Postcards from the past get pride of place

By Royston Ellis

Collecting mementoes of Sri Lanka’s past takes many forms: ancient artefacts, old books, Dutch furniture, Victorian watercolours, Chinese plates, old banknotes. Some collectors cherish century-old maps and vintage prints, or stamps from the years when Ceylon was part of the British Empire.

For 30 years I have been collecting postcards of old Ceylon. I decided to concentrate on postcards because not many people here and overseas seemed to be interested in them, and it can be a rewarding hobby. It’s fun to track down postcards, fascinating to study them, and it’s an intriguing way to learn about this country’s past.

Elephant shooting (posed) 1903
Queen’s Hotel Kandy 1909
Grand Oriental Hotel 1909
Galle Face Green 1909

Collectors of old postcards generally focus on a period when picture postcards were a novelty. That means the period at the turn of the 20th century, early 1900 to about 1920. This is because pictures on postcards that are about a hundred years old are fascinating views of a bygone world.

Instead of trying to collect all postcard views of that period, it’s easier to concentrate on a particular topic, like venerable hotels. I have postcards of the Grand Oriental Hotel in its prime, the Galle Face Hotel showing the Colombo Club, now part of the Taj Samudra, Queen’s Hotel, Kandy, and a pretty one of the Mount Lavinia Hotel with its original main entrance.

Colonial Ceylon was a popular port of call for steamships plying between Britain and Australia. Passengers staying here for a few days (or even weeks) eagerly sought out postcards to send to friends and family back home.

That resulted in postcards of Ceylon turning up in many countries of Europe, in Australia, and even in the USA, so there are plenty of sources for Ceylon postcards, even today.

Antique shops in Britain and Europe often have a few old postcards tucked away in shoeboxes. There are also some antique shops in Colombo, Bentota and Ambalangoda that have a small, and rather expensive, selection of vintage postcards.

There is even a website dedicated to selling vintage postcards at Another source is where about a dozen collectors vie with each other to grab a bargain. One I missed recently was a rare postcard of The Bristol Hotel in Colombo in 1906, with the caption “Best cuisine in the east.” It was for sale at GBP5.08 (SLRs889).

The main attraction of collecting old postcards from Ceylon is the amazing number of topics available. Postcards showing tea plantations and tea pluckers are plentiful, as are harbour scenes, but postcards of steam engines are hard to find because of the demand by collectors of worldwide rail history.

Village views are good to collect, especially if they are of villages that have grown into towns today.

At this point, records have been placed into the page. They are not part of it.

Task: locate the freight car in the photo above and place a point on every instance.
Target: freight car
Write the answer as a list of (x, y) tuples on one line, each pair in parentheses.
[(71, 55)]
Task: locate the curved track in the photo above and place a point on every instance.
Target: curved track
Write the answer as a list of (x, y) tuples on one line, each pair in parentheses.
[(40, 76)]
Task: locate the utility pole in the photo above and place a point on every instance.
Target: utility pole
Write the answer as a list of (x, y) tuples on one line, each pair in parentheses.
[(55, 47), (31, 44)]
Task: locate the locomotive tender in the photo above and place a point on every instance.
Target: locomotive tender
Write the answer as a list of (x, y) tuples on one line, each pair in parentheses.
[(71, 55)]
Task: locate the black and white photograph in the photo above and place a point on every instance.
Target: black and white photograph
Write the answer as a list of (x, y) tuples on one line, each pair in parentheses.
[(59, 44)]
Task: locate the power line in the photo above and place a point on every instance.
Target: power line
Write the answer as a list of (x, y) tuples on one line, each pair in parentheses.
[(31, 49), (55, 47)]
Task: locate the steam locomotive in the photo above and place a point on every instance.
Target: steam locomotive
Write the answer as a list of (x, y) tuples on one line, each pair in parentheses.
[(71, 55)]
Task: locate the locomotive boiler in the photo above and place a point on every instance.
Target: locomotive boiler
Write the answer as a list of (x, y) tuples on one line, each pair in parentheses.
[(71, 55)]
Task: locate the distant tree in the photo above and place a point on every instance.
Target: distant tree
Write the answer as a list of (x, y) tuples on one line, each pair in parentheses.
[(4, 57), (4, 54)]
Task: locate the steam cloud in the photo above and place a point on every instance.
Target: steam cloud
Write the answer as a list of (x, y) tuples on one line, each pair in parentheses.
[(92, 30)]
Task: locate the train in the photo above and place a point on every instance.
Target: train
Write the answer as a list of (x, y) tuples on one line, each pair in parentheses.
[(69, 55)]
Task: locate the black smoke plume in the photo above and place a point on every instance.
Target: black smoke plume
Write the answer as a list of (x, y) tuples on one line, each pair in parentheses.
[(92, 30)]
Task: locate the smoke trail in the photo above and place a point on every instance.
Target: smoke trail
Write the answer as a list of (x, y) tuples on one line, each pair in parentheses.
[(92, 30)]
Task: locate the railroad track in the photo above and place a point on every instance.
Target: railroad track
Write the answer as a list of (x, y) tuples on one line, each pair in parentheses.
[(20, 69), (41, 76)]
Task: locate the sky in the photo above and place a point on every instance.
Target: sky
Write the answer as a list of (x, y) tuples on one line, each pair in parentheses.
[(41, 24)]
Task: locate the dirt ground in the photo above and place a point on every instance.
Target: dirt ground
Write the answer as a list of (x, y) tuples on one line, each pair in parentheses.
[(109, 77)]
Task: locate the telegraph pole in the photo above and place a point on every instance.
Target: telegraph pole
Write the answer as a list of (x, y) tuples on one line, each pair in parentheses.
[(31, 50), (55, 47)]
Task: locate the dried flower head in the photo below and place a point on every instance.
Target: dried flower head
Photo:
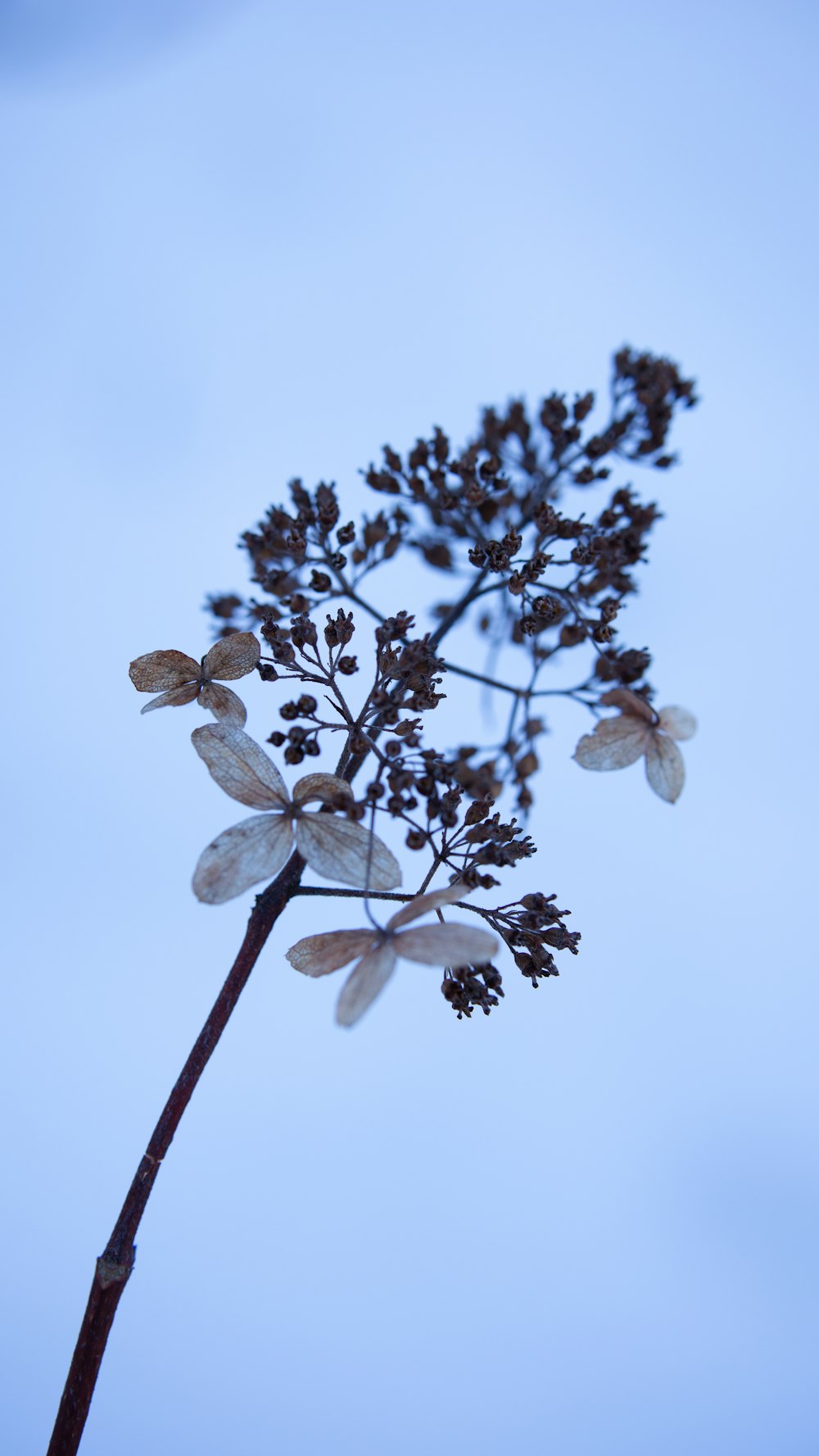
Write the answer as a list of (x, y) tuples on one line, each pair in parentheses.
[(179, 678), (260, 846), (378, 950), (636, 733)]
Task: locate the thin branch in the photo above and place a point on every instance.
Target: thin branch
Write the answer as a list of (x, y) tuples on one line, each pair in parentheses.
[(115, 1264)]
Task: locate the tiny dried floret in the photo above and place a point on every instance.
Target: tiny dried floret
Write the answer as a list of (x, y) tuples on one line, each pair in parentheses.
[(258, 848), (179, 678), (377, 950), (635, 733)]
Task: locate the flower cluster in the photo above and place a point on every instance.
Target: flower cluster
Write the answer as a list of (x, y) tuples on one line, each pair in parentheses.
[(524, 574)]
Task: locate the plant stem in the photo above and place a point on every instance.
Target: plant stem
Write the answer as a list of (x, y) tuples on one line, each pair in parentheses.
[(115, 1264)]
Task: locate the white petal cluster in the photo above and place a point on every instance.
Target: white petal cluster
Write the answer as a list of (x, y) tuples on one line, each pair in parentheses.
[(260, 846), (179, 678), (377, 951), (637, 733)]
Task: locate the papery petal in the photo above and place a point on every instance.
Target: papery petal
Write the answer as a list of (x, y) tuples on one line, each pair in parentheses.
[(224, 704), (176, 698), (364, 985), (429, 901), (614, 744), (678, 723), (320, 954), (339, 849), (629, 702), (665, 768), (252, 850), (446, 946), (157, 672), (230, 657), (324, 787), (240, 766)]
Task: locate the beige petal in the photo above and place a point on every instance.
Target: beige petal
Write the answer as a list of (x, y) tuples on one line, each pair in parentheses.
[(337, 849), (324, 787), (157, 672), (224, 704), (176, 698), (240, 768), (629, 702), (320, 954), (665, 768), (447, 946), (678, 723), (252, 850), (614, 744), (232, 657), (422, 905), (364, 985)]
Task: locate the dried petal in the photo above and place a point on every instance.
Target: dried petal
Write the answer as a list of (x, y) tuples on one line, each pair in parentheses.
[(364, 985), (678, 723), (339, 849), (224, 704), (252, 850), (176, 698), (422, 905), (446, 946), (240, 768), (320, 954), (324, 787), (665, 768), (232, 657), (629, 702), (157, 672), (614, 744)]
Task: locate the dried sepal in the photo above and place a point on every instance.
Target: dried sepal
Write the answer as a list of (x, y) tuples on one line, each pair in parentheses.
[(447, 946), (665, 769), (239, 766), (678, 723), (175, 698), (242, 856), (364, 985), (614, 744), (320, 954), (232, 657), (324, 787), (159, 672), (346, 852)]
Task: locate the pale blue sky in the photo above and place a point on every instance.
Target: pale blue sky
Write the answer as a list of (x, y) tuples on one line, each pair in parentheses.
[(252, 241)]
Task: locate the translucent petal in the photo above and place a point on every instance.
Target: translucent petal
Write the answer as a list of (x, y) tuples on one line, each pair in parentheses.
[(224, 704), (232, 657), (678, 723), (176, 698), (252, 850), (665, 768), (364, 985), (324, 787), (239, 766), (320, 954), (629, 702), (422, 905), (337, 849), (447, 946), (157, 672), (614, 744)]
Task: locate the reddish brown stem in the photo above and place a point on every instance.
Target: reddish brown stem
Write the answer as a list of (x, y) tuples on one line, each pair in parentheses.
[(114, 1267)]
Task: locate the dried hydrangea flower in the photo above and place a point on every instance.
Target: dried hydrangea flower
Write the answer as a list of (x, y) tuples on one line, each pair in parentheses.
[(179, 678), (260, 846), (378, 950), (636, 733)]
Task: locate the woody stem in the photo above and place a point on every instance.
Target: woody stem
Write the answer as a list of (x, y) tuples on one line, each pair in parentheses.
[(115, 1264)]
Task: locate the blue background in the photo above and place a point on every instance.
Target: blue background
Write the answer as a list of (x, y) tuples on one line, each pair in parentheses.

People doing odd things that we no longer see, like carrying pots on a yoke, or posing as an elephant hunter, are fascinating.

Equally collectible are postcards of religious sites and ancient ruins to see how they have changed. Beach scenes are unspoilt as beaches weren’t the desirable holiday spots they are today.

Postcards of the period are usually printed in black and white. If they have been hand coloured they then become unique works of art, different from other postcards showing the same view. Especially attractive are the “Oilette” series of colour postcards published by Raphael Tuck & Sons in England in the 1920s.

How to store your postcards? Putting them in a firm transparent envelope and keeping them in a shoebox is better than sticking them in an album. When they are in a transparent envelope, you can see both sides of the card.

Sometimes the postage stamps or the words on the postcard are as interesting as the photograph. One card in my collection is of the Galle Face Hotel, on which someone has written in classic script: “This is the only thing free in this hotel.”

The best way to display your best postcards is to frame them. Because a postcard is fairly small (about 5 ½” by 3 ½”), its impact will be lost if put in a frame about the same size. Better to choose a large frame and have a huge mount with large margins of a dark colour.

That way the viewer’s eye is directed to the postcard and all its glory, and it will be the pride of a unique collection reflecting last century’s Sri Lanka.